Seperti yang diduga, Hutchful menyebut penyebab sakit punggung terutama adalah tas yang berat. “Satu benda yang tidak saya duga sebelumnya adalah jins ketat,” ungkap Hutchful. “Jins ketat membatasi pergerakan tubuh, terutama di bagian paha dan lutut, sehingga bagian bawah tubuh tidak dapat menopang bagian atas.”

Bahaya baju kebesaran
Selain celana ketat, ternyata tren-tren baru seperti baju hangat dengan model kebesaran dan perhiasan berat juga disebutnya sebagai penyebab sakit punggung, leher, dan postur tubuh jelek. Ia menjelaskan semua pakaian atau aksesoris yang membatasi pergerakan dapat menyebabkan kondisi tersebut.

Iklan

“Sweater ponco dengan model kebesaran akan memaksa Anda untuk menarik leher karena pandangan yang terbatas dan tertutup tudungnya,” jelas Hutchful, seperti dikutip HuffPost.

Menurutnya, pakaian yang membatasi pergerakan tubuh akan mempengaruhi kualitas berjalan dan memberi tekanan ekstra pada sendi-sendi tubuh. BCA juga mengeluarkan peringatan mengenai bahaya sepatu hak tinggi dan sepatu tertutup depan karena dapat mempengaruhi postur berjalan wanita.

Menurut survei yang diadakan BCA pada 1.062 penderita sakit punggung, 28 persen di antaranya menyadari pilihan baju dan aksesoris mereka menyumbang dampak buruk sementara 33 persen sama sekali tidak tahu.

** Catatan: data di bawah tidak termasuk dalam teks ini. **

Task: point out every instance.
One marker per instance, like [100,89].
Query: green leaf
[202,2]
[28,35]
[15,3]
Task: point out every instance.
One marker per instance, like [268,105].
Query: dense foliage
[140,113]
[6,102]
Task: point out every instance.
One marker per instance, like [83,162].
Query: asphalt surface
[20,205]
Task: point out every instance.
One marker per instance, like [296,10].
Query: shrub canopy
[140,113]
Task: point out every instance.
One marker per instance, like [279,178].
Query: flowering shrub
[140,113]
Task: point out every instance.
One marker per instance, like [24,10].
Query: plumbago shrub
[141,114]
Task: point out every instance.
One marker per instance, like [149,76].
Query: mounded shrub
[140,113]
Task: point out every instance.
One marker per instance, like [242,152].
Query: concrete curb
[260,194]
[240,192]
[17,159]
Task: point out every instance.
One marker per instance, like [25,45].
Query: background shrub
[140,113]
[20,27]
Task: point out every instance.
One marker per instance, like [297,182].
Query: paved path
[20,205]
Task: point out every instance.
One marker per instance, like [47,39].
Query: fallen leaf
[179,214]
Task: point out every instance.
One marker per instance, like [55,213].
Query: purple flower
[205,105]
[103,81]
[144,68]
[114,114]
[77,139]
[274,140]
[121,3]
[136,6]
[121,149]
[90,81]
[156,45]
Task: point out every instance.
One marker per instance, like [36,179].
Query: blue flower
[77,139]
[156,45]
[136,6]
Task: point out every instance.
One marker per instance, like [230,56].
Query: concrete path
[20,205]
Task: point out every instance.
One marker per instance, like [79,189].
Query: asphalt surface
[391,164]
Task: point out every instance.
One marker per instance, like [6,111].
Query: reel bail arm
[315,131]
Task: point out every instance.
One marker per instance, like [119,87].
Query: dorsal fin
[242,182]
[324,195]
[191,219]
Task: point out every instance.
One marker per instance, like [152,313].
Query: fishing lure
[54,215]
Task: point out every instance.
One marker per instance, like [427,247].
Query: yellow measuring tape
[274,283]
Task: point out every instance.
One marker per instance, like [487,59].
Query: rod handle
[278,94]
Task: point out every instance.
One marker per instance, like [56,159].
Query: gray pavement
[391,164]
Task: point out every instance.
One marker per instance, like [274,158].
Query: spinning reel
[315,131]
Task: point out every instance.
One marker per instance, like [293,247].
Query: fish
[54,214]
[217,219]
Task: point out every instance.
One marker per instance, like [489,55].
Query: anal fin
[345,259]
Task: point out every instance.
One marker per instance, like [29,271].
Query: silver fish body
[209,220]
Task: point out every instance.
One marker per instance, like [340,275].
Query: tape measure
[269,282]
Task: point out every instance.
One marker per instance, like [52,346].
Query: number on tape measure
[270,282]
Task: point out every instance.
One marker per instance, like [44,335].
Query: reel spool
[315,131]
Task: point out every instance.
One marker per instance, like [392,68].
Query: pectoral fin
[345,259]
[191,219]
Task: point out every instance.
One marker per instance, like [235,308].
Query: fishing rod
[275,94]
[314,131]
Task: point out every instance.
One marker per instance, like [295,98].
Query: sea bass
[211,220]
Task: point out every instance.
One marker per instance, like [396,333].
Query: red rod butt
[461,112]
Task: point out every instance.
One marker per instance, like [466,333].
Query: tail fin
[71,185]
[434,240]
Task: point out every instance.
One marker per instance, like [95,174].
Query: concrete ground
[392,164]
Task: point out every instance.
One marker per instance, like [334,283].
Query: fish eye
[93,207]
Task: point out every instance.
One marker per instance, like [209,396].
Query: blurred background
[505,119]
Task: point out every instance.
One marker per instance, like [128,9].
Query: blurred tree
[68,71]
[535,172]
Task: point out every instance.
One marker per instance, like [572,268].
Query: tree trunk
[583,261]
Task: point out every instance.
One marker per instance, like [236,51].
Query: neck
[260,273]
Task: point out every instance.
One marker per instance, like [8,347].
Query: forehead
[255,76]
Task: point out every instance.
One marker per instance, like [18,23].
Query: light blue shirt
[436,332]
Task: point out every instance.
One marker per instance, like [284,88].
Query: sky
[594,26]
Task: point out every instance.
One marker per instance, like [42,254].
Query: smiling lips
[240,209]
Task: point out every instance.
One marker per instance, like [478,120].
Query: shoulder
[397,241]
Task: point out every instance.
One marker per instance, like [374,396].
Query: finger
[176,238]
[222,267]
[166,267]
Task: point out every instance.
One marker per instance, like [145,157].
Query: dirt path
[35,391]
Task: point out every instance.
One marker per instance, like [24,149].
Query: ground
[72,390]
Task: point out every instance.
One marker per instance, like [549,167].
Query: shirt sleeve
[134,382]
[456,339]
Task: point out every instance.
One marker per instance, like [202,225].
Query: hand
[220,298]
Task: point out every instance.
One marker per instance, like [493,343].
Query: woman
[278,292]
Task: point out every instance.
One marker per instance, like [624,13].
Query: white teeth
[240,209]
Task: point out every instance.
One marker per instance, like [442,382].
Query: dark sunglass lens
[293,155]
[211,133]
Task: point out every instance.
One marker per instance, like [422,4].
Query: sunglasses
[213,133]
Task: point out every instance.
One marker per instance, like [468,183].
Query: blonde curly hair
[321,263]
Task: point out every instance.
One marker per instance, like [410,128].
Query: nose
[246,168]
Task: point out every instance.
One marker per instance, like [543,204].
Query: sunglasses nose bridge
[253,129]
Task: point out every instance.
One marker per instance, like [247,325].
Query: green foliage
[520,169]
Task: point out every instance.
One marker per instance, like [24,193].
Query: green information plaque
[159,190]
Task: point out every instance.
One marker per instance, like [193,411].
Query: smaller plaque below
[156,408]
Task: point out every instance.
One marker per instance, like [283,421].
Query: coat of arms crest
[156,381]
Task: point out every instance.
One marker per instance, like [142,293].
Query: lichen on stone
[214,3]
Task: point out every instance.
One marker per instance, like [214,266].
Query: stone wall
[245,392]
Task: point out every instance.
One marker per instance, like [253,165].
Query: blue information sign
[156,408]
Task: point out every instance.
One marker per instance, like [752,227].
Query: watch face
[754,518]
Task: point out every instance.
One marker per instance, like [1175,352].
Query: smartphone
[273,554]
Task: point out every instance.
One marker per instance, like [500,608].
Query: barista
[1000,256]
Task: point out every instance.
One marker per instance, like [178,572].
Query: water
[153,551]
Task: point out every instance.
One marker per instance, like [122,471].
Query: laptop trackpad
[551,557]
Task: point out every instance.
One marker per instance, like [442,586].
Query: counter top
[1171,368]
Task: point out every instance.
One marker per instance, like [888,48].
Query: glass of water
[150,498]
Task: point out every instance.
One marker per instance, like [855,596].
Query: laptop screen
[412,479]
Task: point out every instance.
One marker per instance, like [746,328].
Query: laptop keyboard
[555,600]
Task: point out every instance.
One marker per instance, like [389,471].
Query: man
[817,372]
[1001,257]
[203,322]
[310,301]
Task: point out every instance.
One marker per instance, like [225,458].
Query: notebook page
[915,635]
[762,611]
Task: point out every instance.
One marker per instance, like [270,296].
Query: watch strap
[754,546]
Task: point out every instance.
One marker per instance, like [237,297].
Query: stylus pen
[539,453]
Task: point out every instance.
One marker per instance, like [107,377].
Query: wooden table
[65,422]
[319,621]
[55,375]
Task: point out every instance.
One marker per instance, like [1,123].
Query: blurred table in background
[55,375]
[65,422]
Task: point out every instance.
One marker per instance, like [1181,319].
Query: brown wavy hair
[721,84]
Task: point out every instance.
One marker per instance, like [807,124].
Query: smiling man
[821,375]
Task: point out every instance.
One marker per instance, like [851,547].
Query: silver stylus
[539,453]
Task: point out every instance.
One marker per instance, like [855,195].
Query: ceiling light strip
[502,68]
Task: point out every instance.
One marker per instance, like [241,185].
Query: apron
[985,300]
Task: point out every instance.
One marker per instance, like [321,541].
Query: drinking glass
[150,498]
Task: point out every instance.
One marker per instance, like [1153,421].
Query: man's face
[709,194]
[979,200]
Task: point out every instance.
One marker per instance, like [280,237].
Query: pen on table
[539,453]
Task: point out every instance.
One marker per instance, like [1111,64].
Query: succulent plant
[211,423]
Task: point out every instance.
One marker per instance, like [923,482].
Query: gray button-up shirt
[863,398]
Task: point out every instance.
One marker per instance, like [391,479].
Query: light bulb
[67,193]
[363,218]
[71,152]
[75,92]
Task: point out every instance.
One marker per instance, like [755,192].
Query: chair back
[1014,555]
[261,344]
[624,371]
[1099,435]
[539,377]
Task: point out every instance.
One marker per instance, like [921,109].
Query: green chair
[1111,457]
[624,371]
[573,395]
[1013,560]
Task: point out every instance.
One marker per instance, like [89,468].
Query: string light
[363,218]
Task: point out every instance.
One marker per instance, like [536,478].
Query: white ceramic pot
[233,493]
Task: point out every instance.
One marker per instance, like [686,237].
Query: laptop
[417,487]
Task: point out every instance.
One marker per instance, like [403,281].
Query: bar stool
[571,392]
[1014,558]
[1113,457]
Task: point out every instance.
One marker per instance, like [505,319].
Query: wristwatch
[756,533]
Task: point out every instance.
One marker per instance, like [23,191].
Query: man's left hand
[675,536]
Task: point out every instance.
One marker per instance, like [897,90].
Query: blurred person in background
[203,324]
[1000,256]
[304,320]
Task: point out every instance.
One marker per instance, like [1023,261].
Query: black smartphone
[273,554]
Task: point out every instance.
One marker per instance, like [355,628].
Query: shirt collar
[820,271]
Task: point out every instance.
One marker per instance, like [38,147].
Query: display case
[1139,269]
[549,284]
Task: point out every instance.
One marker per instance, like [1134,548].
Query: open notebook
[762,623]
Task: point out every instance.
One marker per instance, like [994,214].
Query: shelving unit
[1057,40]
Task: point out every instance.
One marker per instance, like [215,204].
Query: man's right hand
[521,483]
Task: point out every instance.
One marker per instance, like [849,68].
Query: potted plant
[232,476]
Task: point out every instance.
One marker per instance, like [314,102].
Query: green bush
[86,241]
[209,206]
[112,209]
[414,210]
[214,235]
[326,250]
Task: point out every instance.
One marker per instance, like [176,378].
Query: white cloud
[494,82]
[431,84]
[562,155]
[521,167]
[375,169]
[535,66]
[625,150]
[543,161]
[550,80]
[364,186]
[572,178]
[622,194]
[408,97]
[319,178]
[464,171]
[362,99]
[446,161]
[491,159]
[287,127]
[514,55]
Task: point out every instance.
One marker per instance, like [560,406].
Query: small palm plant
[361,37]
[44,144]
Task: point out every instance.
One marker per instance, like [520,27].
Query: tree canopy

“Kami tidak melarang orang untuk berhenti memakai baju favorit tetapi ini adalah peringatan hal yang sepele dapat berdampak buruk terhadap postur dan kondisi kesehatan secara keseluruhan,” tegas Hutchful. “Cobalah untuk membatasi memakai jins ketat atau sepatu hak tinggi untuk mengistirahatkan tubuh.”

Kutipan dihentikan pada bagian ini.